深水高温高压环境下钻井全过程井壁稳定评价方法

Several special problem are faced when drilling in deepwater ,such as the peculiarity of geology and offshore environment, the strong plasticity in shallow formation,the complexity of temperature field in wellbore and the narrow drilling fluid density window.So to maintain the stability of wellbore in whole process of deepwater drilling wall is related to the key to deepwater drilling safety. The preliminary study did not determine the deformation law and constitutive equation of the seabed sediments, and did not consider the effect of transient surge pressure on the stability of the borehole. Therefore, the method of wellbore stability evaluation in the whole process of deep well under HTHP is still a scientific problem to be solved. This paper focuses on the key scientific problems and the key scientific problems that affect the instability of the wellbore in the deepwater HTHP environment. The rock samples under different seabed shallow soil conditions and water content are consolidated and the circular three-axis test is conducted under the condition of undrained drainage.through the test ,the deformation and distribution of the shallow sediments is revealed and the influence of formation penetration, high temperature and mud circulation on formation collapse pressure and fracture pressure is Determined .establish a evaluation method of the whole drilling process under HTHP environment, combined with the "stress cloud" and the Drucker-Prager criterion determine the influence of the fluctuating pressure on the stability of the borehole wall. Basis on this, the method of wellbore evaluation of the whole process of deep well under high temperature and high pressure environment is established , which provide theoretical basis for the efficient and safe development of deepwater oil and gas resources in the South China Sea.

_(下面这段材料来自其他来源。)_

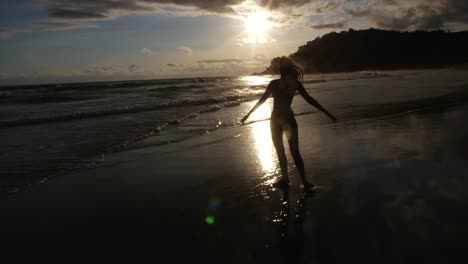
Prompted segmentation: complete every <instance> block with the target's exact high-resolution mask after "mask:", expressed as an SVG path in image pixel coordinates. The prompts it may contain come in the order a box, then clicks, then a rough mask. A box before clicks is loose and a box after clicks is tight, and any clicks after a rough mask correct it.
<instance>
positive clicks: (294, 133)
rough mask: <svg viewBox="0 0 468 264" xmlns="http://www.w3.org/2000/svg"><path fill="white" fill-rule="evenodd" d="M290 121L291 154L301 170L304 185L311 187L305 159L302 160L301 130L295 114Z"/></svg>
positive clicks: (298, 170)
mask: <svg viewBox="0 0 468 264" xmlns="http://www.w3.org/2000/svg"><path fill="white" fill-rule="evenodd" d="M288 121H289V122H288V126H287V130H288V131H287V134H288V143H289V149H290V151H291V156H293V158H294V163H295V164H296V168H297V170H298V171H299V175H300V176H301V180H302V183H303V184H304V187H309V186H310V183H309V182H308V181H307V179H306V178H305V169H304V161H303V160H302V157H301V153H300V152H299V131H298V128H297V122H296V119H295V118H294V116H292V117H291V119H290V120H288Z"/></svg>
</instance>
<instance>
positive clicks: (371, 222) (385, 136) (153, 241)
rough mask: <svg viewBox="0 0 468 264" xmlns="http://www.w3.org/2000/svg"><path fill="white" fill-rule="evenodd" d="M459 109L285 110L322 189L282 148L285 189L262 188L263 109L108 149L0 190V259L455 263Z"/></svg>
mask: <svg viewBox="0 0 468 264" xmlns="http://www.w3.org/2000/svg"><path fill="white" fill-rule="evenodd" d="M243 107H244V108H245V109H248V108H249V107H250V105H248V104H246V105H244V106H243ZM338 118H339V119H340V116H339V115H338ZM466 120H468V107H467V106H466V105H450V106H449V107H444V108H437V107H434V108H430V107H429V108H428V107H426V108H424V109H420V110H419V111H416V112H410V113H408V112H406V113H401V114H399V115H396V116H393V117H386V118H375V117H372V116H371V117H369V118H361V119H358V120H356V119H352V118H343V119H341V120H340V122H338V123H336V124H331V123H329V122H328V121H327V120H326V119H325V117H323V116H321V115H317V114H311V115H300V116H297V121H298V123H299V127H300V132H299V133H300V146H301V153H302V155H303V158H304V162H305V166H306V172H307V174H308V178H309V179H310V180H311V181H313V182H315V183H317V184H320V185H322V186H323V188H321V189H319V190H317V191H316V192H314V193H312V194H305V193H304V192H303V191H302V189H301V188H300V186H299V185H300V182H299V177H298V175H297V173H296V171H295V168H294V165H293V163H292V159H291V157H290V155H289V153H287V155H288V159H289V171H290V173H291V180H292V187H291V188H290V190H289V192H287V193H285V192H283V191H281V190H277V189H273V188H272V187H271V186H270V184H271V183H272V182H274V181H276V180H277V177H278V176H279V171H278V164H277V162H276V159H275V153H274V149H273V146H272V145H271V140H270V134H269V122H268V120H266V121H258V122H252V123H249V124H247V125H245V126H237V127H229V128H226V129H220V130H218V131H214V132H212V133H211V134H210V136H202V137H199V138H194V139H190V140H188V141H184V142H180V143H174V144H169V145H165V146H160V147H152V148H144V149H136V150H129V151H124V152H121V153H116V154H115V155H111V156H109V157H106V158H105V161H104V162H103V163H102V164H101V165H100V166H99V167H96V168H90V169H85V170H81V171H77V172H74V173H70V174H68V175H61V176H59V177H55V178H52V179H50V180H48V181H46V182H44V183H43V184H39V185H35V186H33V187H31V188H28V189H26V190H24V191H21V192H19V193H16V194H14V195H10V196H8V197H6V198H4V199H2V200H0V211H1V212H2V213H1V214H2V215H1V217H0V229H1V231H0V234H1V238H0V240H1V242H2V245H3V246H2V260H7V259H8V263H11V261H10V260H13V261H17V262H21V261H25V260H35V261H45V262H46V263H52V262H53V263H108V262H126V263H138V262H140V263H141V262H144V263H149V262H153V263H154V262H157V263H165V262H169V261H170V262H171V263H186V262H196V263H200V262H209V263H460V262H462V261H463V259H460V257H463V255H464V252H465V250H466V249H468V226H467V225H466V223H467V220H468V194H467V192H466V189H467V188H468V178H467V175H468V166H467V159H468V151H467V149H468V148H467V146H468V141H467V138H468V137H467V136H468V125H467V124H466ZM207 217H209V218H207Z"/></svg>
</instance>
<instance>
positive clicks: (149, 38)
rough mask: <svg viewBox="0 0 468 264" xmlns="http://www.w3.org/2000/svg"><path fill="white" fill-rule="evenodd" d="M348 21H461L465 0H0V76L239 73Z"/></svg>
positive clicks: (196, 76)
mask: <svg viewBox="0 0 468 264" xmlns="http://www.w3.org/2000/svg"><path fill="white" fill-rule="evenodd" d="M349 28H353V29H367V28H381V29H392V30H410V31H412V30H437V29H443V30H450V31H461V30H468V0H432V1H427V0H412V1H407V0H329V1H325V0H224V1H223V0H199V1H196V0H99V1H97V0H96V1H95V0H35V1H34V0H29V1H26V0H15V1H13V0H1V1H0V85H11V84H34V83H56V82H85V81H108V80H134V79H158V78H183V77H209V76H237V75H246V74H251V73H253V72H261V71H263V70H265V68H266V67H267V66H268V65H269V62H270V60H271V59H272V58H274V57H277V56H283V55H289V54H291V53H293V52H295V51H296V50H297V48H298V47H299V46H301V45H304V44H306V43H307V42H308V41H311V40H313V39H315V38H316V37H319V36H322V35H324V34H326V33H328V32H331V31H336V32H339V31H342V30H348V29H349Z"/></svg>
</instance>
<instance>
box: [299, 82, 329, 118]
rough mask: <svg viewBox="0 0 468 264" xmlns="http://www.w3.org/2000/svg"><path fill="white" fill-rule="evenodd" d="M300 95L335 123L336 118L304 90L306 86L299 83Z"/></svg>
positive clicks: (315, 107) (306, 91) (309, 103)
mask: <svg viewBox="0 0 468 264" xmlns="http://www.w3.org/2000/svg"><path fill="white" fill-rule="evenodd" d="M297 91H298V92H299V94H300V95H301V96H302V97H303V98H304V100H306V101H307V102H308V103H309V104H311V105H312V106H314V107H315V108H317V109H318V110H320V111H322V112H323V113H324V114H326V115H327V116H328V117H329V118H330V119H331V120H333V122H335V121H336V117H334V116H333V115H332V114H331V113H330V112H328V111H327V109H325V108H324V107H323V106H321V105H320V104H319V103H318V102H317V100H315V99H314V98H313V97H312V96H310V95H309V94H308V93H307V91H306V90H305V89H304V86H303V85H302V84H301V83H299V88H298V89H297Z"/></svg>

深水钻井面临着特殊地质环境，浅部地层塑性强，井筒温压场复杂，钻井作业窗口窄，保持深水钻井全过程井壁稳定是关系到深水钻井安全的关键。前期研究未明确海底沉积层的变形规律及本构方程、未考虑波动压力对井壁稳定的影响，深水钻井全过程井壁稳定评价方法仍是有待解决的科学问题。本课题重点针对深水高温高压环境下影响井壁失稳的敏感因素及评价方法这一关键科学问题，对不同海底浅层土质条件及含水率条件下的岩样进行固结不排水条件下的室内循环三轴试验，揭示深水浅层沉积层的变形分布规律；以地层非稳态导热为基础，确定地层渗透、高温和泥浆循环对地层坍塌压力、破裂压力的影响规律；建立波动压力诱导井周应力及孔隙压力改变的计算模型，结合井周“应力云”与Drucker-Prager准则确定波动压力对井壁稳定的影响规律；在此基础上建立深水高温高压环境下钻井全过程井壁稳定评价方法，为实现我国南海深水油气资源的高效安全开发提供理论依据。

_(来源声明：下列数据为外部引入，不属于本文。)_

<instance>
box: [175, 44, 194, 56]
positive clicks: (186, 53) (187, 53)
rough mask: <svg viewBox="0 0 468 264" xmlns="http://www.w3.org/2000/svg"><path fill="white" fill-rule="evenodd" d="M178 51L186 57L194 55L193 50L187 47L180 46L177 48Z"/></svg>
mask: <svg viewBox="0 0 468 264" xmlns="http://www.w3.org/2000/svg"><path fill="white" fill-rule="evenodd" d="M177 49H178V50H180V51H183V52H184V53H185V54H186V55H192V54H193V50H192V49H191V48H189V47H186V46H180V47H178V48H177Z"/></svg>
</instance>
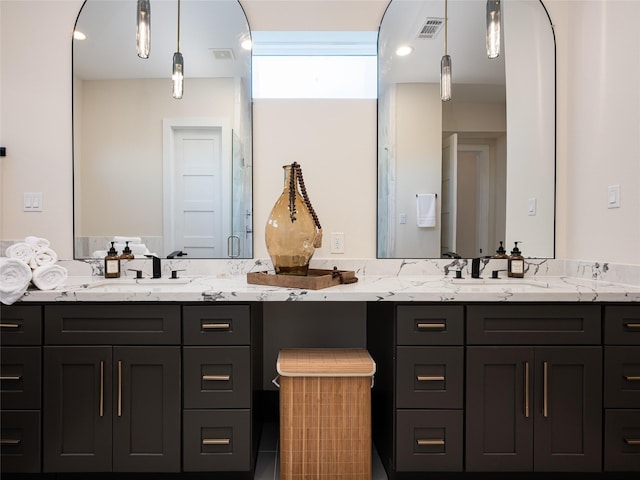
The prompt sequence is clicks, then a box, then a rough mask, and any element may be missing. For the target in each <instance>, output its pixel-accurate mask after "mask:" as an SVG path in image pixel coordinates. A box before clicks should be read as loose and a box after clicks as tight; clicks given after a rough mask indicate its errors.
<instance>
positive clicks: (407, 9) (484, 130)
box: [377, 0, 556, 258]
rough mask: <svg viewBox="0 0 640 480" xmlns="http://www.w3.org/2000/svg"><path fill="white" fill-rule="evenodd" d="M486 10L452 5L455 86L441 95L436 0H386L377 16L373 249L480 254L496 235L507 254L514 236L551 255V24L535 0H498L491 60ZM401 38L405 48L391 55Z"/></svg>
mask: <svg viewBox="0 0 640 480" xmlns="http://www.w3.org/2000/svg"><path fill="white" fill-rule="evenodd" d="M485 7H486V2H484V1H480V0H450V1H449V2H448V53H449V55H451V59H452V72H453V74H452V77H453V88H452V100H451V101H449V102H444V103H443V102H442V101H441V100H440V84H439V81H440V80H439V75H440V59H441V58H442V55H443V52H444V38H443V37H444V28H443V27H444V1H443V0H438V1H434V0H393V1H391V2H390V4H389V6H388V8H387V10H386V12H385V14H384V17H383V19H382V22H381V24H380V32H379V37H378V56H379V60H378V61H379V64H378V66H379V96H378V244H377V249H378V250H377V256H378V258H440V257H447V256H449V255H452V254H453V253H455V254H458V255H460V256H461V257H463V258H471V257H478V256H487V255H494V254H495V250H496V249H497V247H498V246H499V242H500V241H504V242H505V248H506V249H507V252H509V251H510V250H511V248H512V247H513V245H514V243H513V242H514V241H518V242H522V244H521V249H522V251H523V254H524V255H525V256H526V257H536V258H549V257H553V256H554V243H555V242H554V235H555V230H554V225H555V220H554V219H555V128H556V127H555V39H554V33H553V29H552V26H551V22H550V19H549V16H548V14H547V11H546V9H545V7H544V5H543V4H542V2H540V1H539V0H512V1H509V2H502V22H503V23H502V40H501V44H502V48H501V50H502V52H501V54H500V56H499V57H498V58H496V59H491V60H490V59H488V58H487V52H486V41H485V39H486V11H485ZM402 46H409V47H411V48H410V49H409V50H411V53H410V54H409V55H405V56H398V55H397V54H396V50H397V49H398V48H399V47H402ZM423 194H426V195H423ZM430 209H433V210H430ZM431 211H433V217H434V221H433V222H424V219H425V218H429V216H430V213H431ZM425 212H426V213H425ZM425 216H426V217H425ZM421 225H426V226H421ZM452 252H453V253H452Z"/></svg>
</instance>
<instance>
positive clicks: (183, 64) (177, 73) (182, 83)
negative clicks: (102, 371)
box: [171, 52, 184, 98]
mask: <svg viewBox="0 0 640 480" xmlns="http://www.w3.org/2000/svg"><path fill="white" fill-rule="evenodd" d="M171 81H172V83H173V88H172V93H173V98H182V90H183V87H184V59H183V58H182V54H181V53H180V52H176V53H174V54H173V73H172V75H171Z"/></svg>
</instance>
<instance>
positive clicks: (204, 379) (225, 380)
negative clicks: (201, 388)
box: [202, 375, 231, 382]
mask: <svg viewBox="0 0 640 480" xmlns="http://www.w3.org/2000/svg"><path fill="white" fill-rule="evenodd" d="M202 380H203V381H205V382H207V381H213V382H216V381H217V382H228V381H229V380H231V375H203V376H202Z"/></svg>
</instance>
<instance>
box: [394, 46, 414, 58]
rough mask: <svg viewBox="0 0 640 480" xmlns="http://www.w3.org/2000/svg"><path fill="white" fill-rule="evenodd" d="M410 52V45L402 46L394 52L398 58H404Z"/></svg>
mask: <svg viewBox="0 0 640 480" xmlns="http://www.w3.org/2000/svg"><path fill="white" fill-rule="evenodd" d="M411 52H413V47H412V46H411V45H402V46H400V47H398V49H397V50H396V55H398V56H399V57H406V56H407V55H409V54H410V53H411Z"/></svg>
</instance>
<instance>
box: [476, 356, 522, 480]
mask: <svg viewBox="0 0 640 480" xmlns="http://www.w3.org/2000/svg"><path fill="white" fill-rule="evenodd" d="M533 361H534V355H533V348H531V347H469V348H468V349H467V402H466V413H467V423H466V432H467V438H466V447H467V448H466V451H467V456H466V459H467V470H468V471H521V472H526V471H531V470H532V468H533V444H532V442H533V409H532V408H530V406H531V399H532V391H531V385H532V382H531V380H532V379H533V376H532V375H533ZM527 380H529V381H527Z"/></svg>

深水浅部地层欠压实程度高，具有弱胶结、承压能力低等力学特性，安全密度窗口狭窄，保持钻井过程中的井壁稳定难度大。井筒温压场复杂、井筒深部地层温度较高，交变温度使钻井液流变性变化较大，地层温度与钻井液之间的热交换会产生附加应力场，导致坍塌压力、破裂压力的变化，同时，由于深水钻井泥浆密度窗口窄，起下钻过程中产生的波动压力诱导井周应力变化，从而导致常规的井壁稳定分析方法难以满足深水钻井安全的需要，给深水钻井井筒压力控制带来挑战。本项目针对以上问题，主要研究成果如下：.（1）建立了深水浅部地层井壁失稳评价方法，为深水浅层安全钻井提供模型参考，也为深水钻井浅部地层固井提供一定的理论依据；.（2）建立了井筒在钻井液循环作用下高温地层温度分布规律，综合考虑地应力、孔隙压力、地层孔隙弹性、循环注替过程中井壁温度变化附加应 力和井壁渗流等因素，分析井周应力状态；结合地层强度破坏准则，建立地层坍塌压力、破裂压力计算模型，形成深水环境下的长距离、大温差井段井筒温度变化引起的井壁稳定评价方法。 .（3）评估了深水起下钻过程中钻柱震动对瞬时波动压力的影响，建立波动压力诱导井周应力及孔隙压力改变的计算模型，并将使用分析模型研究随时间变化的井筒稳定性。